Jaar 2022-2023 Cyclus A
  • Eerste lezingWijsheid 12, 13.16-19
  • Evangelie: Mattheus 13, 24-43

Zusters en broeders,

We weten dat we leven in een wereld van goed en kwaad, maar wie of wat de bron is van het kwaad weten we niet. De parabel van het onkruid tussen de tarwe maakt duidelijk dat de bron niet de zaaier is, want hij is het beeld van de goddelijke Zaaier van liefde, vrede en gerechtigheid. Hij heeft zijn schepping dus zeker niet opgezadeld met kwaad, maar waar komt het dan wel vandaan?

Het antwoord is niet zomaar te vinden, maar wat we wel weten is dat we moeten proberen te weerstaan aan het kwaad. We moeten dus niet proberen het uit te roeien, want dan roeien we misschien ook het goede uit. Hoezeer dat waar is, zien we zowel in de geschiedenis als vandaag. Bombardementen treffen goeden zowel als kwaden, en dat doen ook overstromingen, aardbevingen, dodelijke hittegolven en dies meer. En bij gevechten tussen rivaliserende bendes worden vaak onschuldige mensen door zogezegd verdwaalde kogels gedood.

Jezus wil ons met de parabel van het onkruid tussen de tarwe bijbrengen dat we altijd moeten proberen tarwe te zijn in al dat onkruid, dat we nooit mogen opgeven het goede na te streven, en dat we in alle omstandigheden moeten meebouwen aan Gods Koninkrijk van liefde, vrede en gerechtigheid. Hij wil ons ook bijbrengen dat we moeten bidden dat God ons de kracht zou geven om vol te houden te streven naar het goede, ook als alles ons tegenzit, als we tegengewerkt worden, als we geconfronteerd worden met tegenslag, of met de ellende van lijden en dood. En het is goed dat we bidden, want we weten maar al te goed dat de wildernis van het kwaad niet alleen in de wereld bloeit, maar ook in onszelf: de wildernis van egoïsme, van hebzucht, van eigenbelang, van onverschilligheid en van nog zoveel meer.

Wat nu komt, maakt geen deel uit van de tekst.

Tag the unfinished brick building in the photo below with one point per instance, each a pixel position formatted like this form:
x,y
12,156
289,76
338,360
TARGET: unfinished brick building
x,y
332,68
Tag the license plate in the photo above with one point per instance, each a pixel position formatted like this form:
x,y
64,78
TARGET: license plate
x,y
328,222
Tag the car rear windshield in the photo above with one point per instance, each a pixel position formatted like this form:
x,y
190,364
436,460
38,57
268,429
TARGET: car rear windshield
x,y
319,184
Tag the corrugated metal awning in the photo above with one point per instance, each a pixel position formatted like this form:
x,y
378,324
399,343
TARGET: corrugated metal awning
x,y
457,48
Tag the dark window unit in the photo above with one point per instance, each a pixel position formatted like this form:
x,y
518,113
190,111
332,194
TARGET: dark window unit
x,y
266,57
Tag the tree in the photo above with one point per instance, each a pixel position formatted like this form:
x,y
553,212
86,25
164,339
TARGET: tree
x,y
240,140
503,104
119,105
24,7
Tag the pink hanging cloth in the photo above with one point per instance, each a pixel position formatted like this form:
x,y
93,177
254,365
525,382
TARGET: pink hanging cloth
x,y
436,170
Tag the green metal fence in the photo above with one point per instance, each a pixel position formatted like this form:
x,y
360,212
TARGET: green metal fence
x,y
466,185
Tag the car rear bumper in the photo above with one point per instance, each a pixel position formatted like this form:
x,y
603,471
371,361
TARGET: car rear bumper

Wellicht daarom vertelt Jezus ook de parabel van het mosterdzaadje. Het is maar een heel klein zaadje, maar toch wordt het een grote boom met veel zijtakken waarin vogels hun nesten kunnen bouwen. En dat is precies wat wij moeten zijn: een boom waarop mensen rust kunnen vinden. We moeten echt geen reuzenboom zijn, vol machtsvertoon, maar een boom die rust uitstraalt aan mensen die zijn als verloren vogels. Mensen die beschutting zoeken. Mensen die moedeloos zijn, die geen uitkomst zien. Mensen die nood hebben aan een luisterend oor en een warm hart. Hebben wij aandacht voor zo’n mensen, of zeggen wij dat ze hun eigen boontjes maar moeten doppen? Of proberen we toch aandacht te hebben hen? Proberen we dus gist te zijn die niet alleen smaak geeft aan ons eigen leven, maar ook aan dat van anderen? En aanvaarden wijzelf hulp als we in nood zijn, of zijn we daar te trots voor?

Zusters en broeders, zoals altijd wijst Jezus met zijn parabels de weg aan die we als christen moeten volgen. De weg die leidt naar liefde, vrede en gerechtigheid. Een weg die we niet kunnen gaan zonder ons iets aan te trekken van wat er rondom ons gebeurt. Als we zo zijn, zijn we zoals die priester en die levieten in de parabel van de barmhartige Samaritaan: die trokken zich niets aan van de zwaar gekwetste man aan de rand van de weg. Ze waren dus geen tarwe, maar onkruid, en ook geen mosterdboom, maar een schrale tak zonder bladeren en zonder twijgen. Laten we ons dus inspannen om wél tarwe en wél een mosterdboom te zijn, ook al is dat niet altijd gemakkelijk. Laten we dus de weg van Jezus gaan, want die brengt liefde, vrede en vreugde, niet alleen voor onszelf, maar ook voor onze medemensen. Amen.